On the cherry tree myth, Wikipedia notes,
"Apocryphal stories about Washington's childhood include a claim...that he chopped down his father's cherry tree and admitted the deed when questioned: "I can't tell a lie, Pa." The anecdote was first reported by biographer Parson Weems, who after Washington's death interviewed people who knew him also a child. The Weems version was very widely reprinted throughout the 19th century, for example in McGuffey Readers. Moralistic adults wanted children to learn moral lessons from the past from history, especially as taught by great national heroes like Washington. After 1890 however, historians insisted on scientific research methods to validate every story, and there was no evidence for this anecdote apart from Weems' report. Joseph Rodman in 1904 noted that Weems plagiarized other Washington tales from published fiction set in England. No one has found an alternative source for the cherry tree story, thus Weems' credibility is questioned."

Soldiers outside the Dutch Out Kitchen. We tend to not only forget the sacrifices of our founding fathers, but also those who did battle. This observation very much stuck with me on the web site for the Morristown National Park,

"The deep snow was the keystone in the arch of starvation. We were absolutely, literally starved. For four days and as many nights I did not put a single morsel into my mouth except a little black birch bark I gnawed off a limb. Some boiled and ate their shoes. Some officers killed a pet dog for food. If this was not starving, I wonder what was." - Joseph P. Martin

An simple adornment of Indian Corn on the door of the Dutch out kitchen pleases the eye.

The whole foods outside the kitchen, like apples, onions, potatoes and carrots, make you want to a) shun the processed foods too much in many of our diets, and b) go home and make a soup or stew or an apple crisp.

A soldier looks on at the feast being prepared: acorn squash stewed with pears; Brussels sprouts; chicken stew, a corn cheddar chowder, and fresh bread baking.

A woman spinning wool.
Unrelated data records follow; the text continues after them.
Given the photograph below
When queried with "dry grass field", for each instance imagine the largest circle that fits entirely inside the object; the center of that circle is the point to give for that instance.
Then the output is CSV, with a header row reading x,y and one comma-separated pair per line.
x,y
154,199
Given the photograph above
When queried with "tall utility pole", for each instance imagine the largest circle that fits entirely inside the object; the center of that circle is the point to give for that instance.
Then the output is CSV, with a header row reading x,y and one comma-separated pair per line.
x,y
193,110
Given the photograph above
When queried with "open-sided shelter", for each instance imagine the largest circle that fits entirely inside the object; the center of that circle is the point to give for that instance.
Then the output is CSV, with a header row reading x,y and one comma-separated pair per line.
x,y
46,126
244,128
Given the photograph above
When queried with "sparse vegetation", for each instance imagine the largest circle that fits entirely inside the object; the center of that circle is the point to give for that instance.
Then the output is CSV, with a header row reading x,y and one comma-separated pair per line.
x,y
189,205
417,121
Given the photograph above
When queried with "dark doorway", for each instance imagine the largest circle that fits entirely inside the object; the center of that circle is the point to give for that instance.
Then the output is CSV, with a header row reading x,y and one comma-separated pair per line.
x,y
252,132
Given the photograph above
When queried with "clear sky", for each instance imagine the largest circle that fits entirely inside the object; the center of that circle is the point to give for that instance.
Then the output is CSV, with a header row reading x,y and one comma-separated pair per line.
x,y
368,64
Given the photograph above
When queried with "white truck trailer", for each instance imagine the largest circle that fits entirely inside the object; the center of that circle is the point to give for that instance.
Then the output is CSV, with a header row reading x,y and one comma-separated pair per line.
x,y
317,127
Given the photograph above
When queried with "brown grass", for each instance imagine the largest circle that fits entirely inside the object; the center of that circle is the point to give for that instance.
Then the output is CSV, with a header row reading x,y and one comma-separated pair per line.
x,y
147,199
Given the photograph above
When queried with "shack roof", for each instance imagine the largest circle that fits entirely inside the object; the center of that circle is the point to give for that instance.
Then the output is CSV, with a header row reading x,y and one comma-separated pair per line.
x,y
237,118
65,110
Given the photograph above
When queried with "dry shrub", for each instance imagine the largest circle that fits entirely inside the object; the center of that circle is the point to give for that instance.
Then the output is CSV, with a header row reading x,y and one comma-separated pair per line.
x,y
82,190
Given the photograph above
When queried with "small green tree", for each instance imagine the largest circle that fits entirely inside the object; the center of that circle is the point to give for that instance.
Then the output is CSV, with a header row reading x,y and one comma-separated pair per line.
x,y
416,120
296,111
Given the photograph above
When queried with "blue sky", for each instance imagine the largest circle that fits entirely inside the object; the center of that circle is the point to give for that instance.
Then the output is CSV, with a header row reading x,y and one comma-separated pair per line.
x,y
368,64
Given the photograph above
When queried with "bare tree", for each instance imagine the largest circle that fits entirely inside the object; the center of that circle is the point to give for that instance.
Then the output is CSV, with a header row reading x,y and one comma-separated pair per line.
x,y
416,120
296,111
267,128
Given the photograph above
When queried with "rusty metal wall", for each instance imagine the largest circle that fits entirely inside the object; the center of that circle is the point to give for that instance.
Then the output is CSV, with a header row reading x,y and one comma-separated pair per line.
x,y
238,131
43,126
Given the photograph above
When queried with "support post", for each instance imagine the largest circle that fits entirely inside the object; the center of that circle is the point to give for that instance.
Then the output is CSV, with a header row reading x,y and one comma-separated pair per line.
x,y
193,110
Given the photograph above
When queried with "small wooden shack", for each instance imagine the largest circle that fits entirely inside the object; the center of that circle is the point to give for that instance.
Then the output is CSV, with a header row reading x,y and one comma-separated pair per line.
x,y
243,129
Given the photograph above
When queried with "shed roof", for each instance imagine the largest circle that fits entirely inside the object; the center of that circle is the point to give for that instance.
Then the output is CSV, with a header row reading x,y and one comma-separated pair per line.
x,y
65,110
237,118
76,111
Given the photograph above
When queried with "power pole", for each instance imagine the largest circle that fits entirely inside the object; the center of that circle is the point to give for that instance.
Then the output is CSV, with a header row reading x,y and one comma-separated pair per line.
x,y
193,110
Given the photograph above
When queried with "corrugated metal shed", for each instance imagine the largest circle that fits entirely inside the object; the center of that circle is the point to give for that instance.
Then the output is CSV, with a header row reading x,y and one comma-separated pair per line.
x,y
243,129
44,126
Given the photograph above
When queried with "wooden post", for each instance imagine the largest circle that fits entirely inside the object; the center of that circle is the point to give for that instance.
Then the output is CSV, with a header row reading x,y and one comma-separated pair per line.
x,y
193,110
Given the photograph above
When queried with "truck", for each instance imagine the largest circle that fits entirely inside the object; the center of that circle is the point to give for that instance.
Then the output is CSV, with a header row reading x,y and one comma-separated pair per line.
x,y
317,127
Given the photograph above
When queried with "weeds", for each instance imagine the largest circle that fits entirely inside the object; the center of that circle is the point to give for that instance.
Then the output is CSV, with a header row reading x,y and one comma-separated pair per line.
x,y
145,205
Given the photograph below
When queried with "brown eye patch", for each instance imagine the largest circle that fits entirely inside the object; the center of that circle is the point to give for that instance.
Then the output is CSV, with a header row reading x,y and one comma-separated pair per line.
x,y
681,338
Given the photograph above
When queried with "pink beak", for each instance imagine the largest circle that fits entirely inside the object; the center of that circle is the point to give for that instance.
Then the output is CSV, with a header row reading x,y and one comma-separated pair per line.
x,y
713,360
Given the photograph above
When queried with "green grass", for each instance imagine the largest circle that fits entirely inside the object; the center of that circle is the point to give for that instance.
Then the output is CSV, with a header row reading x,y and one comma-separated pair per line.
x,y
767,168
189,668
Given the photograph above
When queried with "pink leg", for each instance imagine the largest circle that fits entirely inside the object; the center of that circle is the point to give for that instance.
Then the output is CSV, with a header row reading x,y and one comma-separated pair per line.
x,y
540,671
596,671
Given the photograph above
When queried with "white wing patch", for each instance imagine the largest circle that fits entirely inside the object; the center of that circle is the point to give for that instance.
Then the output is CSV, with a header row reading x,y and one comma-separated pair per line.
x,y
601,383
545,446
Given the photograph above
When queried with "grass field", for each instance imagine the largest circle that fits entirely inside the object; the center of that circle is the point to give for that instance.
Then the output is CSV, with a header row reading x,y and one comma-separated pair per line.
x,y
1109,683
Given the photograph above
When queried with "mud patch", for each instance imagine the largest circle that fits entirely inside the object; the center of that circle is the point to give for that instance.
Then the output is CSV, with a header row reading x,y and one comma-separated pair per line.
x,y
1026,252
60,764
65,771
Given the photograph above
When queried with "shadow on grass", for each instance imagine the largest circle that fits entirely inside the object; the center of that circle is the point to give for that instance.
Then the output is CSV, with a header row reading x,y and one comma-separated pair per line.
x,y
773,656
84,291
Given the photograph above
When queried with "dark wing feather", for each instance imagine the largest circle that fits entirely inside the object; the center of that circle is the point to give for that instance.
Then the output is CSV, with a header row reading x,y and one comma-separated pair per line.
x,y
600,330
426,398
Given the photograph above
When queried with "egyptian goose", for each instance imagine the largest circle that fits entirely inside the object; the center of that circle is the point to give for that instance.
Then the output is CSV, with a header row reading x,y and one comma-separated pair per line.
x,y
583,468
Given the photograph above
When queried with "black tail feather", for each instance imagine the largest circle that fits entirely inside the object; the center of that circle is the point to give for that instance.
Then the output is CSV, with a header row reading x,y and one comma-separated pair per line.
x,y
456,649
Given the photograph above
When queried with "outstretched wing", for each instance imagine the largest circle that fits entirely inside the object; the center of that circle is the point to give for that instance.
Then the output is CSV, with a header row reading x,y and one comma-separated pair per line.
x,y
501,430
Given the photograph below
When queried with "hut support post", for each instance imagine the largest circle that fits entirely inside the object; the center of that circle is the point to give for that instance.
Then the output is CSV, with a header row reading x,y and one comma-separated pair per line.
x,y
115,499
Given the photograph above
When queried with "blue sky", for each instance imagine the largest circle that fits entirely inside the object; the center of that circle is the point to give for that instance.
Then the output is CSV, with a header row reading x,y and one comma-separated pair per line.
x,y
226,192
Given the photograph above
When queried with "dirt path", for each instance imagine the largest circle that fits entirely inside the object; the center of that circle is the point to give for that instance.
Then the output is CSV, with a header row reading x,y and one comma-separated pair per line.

Think how labor intensive this was.

Something about this piece of Buffalo Pottery just spoke to me in the gift shop. With my 10 percent membership discount, I picked it up for $18. From eHow, "Buffalo Pottery was named for the New York city in which it originated, but the reason the brand became so successful had nothing to do with bison or location. The Buffalo Pottery story began when the owner of the Larkin Soap Company decided to commission a limited edition soap dish to hype flagging sales while differentiating the brand from competitors. Over time, Buffalo Pottery products grew more popular than the soap so the same genius marketer who came up with the idea for the soap dish premium (Mr. Larkin) diversified his holdings and opened a pottery business."
An 18th century bed said to have been slept in by George Washington. A prediction: my IKEA bed frame will not have such a long lifespan.

A young girl walks down a gravel path toward a very modern world, with history in her heart, much like it is in mine.